For a study, researchers sought to determine if TAVI was a good alternative to surgery for individuals with a relatively high surgical risk. Between April 2014 and April 2018, 913 patients aged 70 and older with severe, symptomatic aortic stenosis and substantially elevated surgical risk due to age or comorbidities were included in this randomized clinical study, which was done in 34 locations and followed up until April 2019. TAVI employs any CE-marked valve, access method (n = 458), or surgical aortic valve replacement (n = 455). All-cause mortality at one year was the main endpoint. The primary hypothesis was that TAVI was non-inferior to surgery, with a noninferiority margin of 5% for the absolute between-group difference in mortality for the upper limit of the 1-sided 97.5% CI. Duration of hospital stay, significant bleeding events, vascular complications, conduction abnormality necessitating pacemaker insertion, and aortic regurgitation were among the 36 secondary outcomes (30 described herein).

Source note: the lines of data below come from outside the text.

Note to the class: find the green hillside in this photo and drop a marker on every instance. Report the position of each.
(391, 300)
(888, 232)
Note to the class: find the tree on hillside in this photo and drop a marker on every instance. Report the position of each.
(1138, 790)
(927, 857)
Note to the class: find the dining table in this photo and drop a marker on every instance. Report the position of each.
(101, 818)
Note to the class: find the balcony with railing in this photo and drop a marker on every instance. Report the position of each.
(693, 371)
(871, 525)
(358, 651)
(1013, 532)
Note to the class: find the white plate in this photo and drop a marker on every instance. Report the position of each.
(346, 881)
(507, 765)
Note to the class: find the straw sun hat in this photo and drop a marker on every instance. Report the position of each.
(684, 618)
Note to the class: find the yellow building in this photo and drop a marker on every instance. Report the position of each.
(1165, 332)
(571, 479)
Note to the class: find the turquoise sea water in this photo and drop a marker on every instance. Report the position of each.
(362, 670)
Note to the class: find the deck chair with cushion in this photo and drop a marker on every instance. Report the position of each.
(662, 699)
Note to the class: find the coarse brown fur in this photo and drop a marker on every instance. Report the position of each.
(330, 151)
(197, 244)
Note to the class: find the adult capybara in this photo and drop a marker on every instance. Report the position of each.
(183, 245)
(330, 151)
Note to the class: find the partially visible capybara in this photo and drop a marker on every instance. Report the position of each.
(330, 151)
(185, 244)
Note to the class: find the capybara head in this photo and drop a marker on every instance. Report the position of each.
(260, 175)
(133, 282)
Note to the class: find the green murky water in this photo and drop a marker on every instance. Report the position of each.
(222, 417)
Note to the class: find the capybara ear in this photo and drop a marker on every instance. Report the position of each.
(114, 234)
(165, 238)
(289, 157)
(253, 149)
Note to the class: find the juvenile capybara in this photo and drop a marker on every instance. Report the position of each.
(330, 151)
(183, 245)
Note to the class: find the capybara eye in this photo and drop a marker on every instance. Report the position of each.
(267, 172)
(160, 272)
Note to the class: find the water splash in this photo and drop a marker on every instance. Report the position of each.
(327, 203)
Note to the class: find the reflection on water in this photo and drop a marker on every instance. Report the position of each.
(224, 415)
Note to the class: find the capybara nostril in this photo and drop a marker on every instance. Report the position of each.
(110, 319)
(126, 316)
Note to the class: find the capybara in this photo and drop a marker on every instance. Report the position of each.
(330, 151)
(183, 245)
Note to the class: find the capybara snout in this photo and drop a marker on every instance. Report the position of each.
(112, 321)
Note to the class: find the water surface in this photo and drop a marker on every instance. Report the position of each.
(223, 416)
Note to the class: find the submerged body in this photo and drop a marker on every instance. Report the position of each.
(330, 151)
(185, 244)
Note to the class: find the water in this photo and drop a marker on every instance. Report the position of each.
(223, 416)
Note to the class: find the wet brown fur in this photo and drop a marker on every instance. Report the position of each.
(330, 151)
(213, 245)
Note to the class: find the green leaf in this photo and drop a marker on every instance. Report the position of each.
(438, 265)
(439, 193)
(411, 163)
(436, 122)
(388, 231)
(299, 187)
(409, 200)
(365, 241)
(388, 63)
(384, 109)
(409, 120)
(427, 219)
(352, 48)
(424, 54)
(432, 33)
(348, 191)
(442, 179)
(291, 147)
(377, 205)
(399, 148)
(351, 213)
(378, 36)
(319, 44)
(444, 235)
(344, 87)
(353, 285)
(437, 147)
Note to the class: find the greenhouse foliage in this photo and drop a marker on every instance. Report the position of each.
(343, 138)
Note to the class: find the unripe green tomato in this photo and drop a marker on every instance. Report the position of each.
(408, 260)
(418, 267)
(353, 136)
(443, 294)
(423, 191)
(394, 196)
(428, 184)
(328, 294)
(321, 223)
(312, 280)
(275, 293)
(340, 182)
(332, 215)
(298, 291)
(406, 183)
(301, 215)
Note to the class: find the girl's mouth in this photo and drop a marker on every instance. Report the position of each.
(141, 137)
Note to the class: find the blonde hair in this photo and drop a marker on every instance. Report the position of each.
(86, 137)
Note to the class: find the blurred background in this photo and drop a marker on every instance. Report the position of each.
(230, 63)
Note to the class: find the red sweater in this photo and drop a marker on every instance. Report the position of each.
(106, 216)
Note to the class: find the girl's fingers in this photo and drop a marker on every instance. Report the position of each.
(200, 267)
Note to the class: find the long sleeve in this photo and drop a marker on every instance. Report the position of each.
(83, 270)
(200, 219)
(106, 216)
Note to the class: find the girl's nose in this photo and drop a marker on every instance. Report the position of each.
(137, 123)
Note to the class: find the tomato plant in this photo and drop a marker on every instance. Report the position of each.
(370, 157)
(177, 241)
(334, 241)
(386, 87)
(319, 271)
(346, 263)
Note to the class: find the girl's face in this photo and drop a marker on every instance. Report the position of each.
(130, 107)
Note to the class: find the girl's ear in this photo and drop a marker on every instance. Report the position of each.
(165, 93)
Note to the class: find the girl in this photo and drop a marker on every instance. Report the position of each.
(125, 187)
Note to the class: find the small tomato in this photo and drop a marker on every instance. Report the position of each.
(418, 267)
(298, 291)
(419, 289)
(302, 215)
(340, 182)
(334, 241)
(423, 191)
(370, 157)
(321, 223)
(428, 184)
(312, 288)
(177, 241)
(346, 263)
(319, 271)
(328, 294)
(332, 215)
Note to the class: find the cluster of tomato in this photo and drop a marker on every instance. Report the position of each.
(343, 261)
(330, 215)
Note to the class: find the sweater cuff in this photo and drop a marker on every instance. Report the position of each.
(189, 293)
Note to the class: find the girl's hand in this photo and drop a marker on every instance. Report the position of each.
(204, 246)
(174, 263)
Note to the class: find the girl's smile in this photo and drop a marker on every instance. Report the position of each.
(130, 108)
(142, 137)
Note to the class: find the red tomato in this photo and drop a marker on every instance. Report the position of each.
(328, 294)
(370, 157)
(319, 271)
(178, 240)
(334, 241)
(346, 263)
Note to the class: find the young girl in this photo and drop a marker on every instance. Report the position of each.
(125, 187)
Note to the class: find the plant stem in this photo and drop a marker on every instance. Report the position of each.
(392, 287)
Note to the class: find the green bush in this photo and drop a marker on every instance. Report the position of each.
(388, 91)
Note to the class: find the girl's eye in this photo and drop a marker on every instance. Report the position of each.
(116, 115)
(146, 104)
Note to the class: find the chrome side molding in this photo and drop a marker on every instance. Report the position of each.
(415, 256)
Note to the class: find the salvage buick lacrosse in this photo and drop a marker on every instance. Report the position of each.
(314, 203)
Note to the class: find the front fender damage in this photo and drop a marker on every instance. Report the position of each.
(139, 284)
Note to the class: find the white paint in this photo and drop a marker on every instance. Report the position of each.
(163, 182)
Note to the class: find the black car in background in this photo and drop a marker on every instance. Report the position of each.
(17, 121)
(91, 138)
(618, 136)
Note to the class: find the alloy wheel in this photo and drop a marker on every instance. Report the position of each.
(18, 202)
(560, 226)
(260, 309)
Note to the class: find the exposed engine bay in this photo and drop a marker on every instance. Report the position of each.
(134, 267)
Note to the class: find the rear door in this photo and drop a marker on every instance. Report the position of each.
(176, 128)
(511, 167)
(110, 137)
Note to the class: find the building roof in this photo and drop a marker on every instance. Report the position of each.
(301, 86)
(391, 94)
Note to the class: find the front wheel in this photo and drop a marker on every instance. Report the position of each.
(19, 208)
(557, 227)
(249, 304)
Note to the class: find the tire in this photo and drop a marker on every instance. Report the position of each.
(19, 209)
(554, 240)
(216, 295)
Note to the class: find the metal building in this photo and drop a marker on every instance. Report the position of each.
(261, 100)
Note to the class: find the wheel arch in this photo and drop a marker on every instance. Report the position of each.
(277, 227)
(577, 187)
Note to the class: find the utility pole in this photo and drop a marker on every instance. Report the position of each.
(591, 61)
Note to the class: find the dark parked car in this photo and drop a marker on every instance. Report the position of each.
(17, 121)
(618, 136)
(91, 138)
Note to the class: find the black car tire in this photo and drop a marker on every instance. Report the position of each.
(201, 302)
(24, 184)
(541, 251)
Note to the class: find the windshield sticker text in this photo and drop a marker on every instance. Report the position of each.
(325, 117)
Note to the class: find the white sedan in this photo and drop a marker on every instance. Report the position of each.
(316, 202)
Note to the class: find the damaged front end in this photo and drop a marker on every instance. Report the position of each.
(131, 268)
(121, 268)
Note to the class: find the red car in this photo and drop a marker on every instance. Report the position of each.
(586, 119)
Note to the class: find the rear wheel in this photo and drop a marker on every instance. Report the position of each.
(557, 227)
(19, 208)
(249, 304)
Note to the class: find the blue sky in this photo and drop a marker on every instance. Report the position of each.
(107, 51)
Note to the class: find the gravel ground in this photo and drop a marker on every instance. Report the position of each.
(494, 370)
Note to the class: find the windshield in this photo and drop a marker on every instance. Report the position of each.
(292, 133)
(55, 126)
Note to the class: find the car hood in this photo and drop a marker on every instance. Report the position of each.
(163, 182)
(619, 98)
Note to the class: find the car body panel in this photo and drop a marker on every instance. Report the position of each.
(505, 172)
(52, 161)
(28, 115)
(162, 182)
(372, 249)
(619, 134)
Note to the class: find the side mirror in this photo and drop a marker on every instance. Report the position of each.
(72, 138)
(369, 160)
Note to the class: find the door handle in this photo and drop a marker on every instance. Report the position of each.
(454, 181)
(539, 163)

About 912 (99.9%) of the 913 randomized patients (median age, 81 years [IQR, 78 to 84 years]; 424 [46%] were female; median Society of Thoracic Surgeons mortality risk score, 2.6% [IQR, 2.0% to 3.4%]) completed follow-up and were included in the noninferiority analysis. At one year, the TAVI group had 21 deaths (4.6%), and the surgical group had 30 deaths (6.6%), with an adjusted absolute risk difference of 2.0% (1-sided 97.5% CI, to 1.2%; P<.001 for noninferiority). The 30 prespecified secondary outcomes presented herein one year revealed no meaningful change. TAVI was linked to considerably less post-procedural hospitalization (median of 3 days [IQR, 2 to 5 days] vs 8 days [IQR, 6 to 13 days] in the surgery group). At one year, there were significantly fewer major bleeding events after TAVI compared to surgery (7.2% vs. 20.2%, respectively; adjusted hazard ratio [HR], 0.33 [95% CI, 0.24 to 0.45]), but significantly more vascular complications (10.3% vs. 2.4%; adjusted HR, 4.42 [95% CI, 2.54 to 7.71]), conduction disturbances requiring pacemaker implantation (14.2% vs 7.3%; adjusted HR (adjusted odds ratio for mild, moderate, or severe [no instance of severe reported] aortic regurgitation combined vs none, 4.89 [95% CI, 3.08 to 7.75]). TAVI was non-inferior to surgery in terms of all-cause mortality at 1 year in patients aged 70 years or older with severe, symptomatic aortic stenosis and somewhat elevated operational risk. 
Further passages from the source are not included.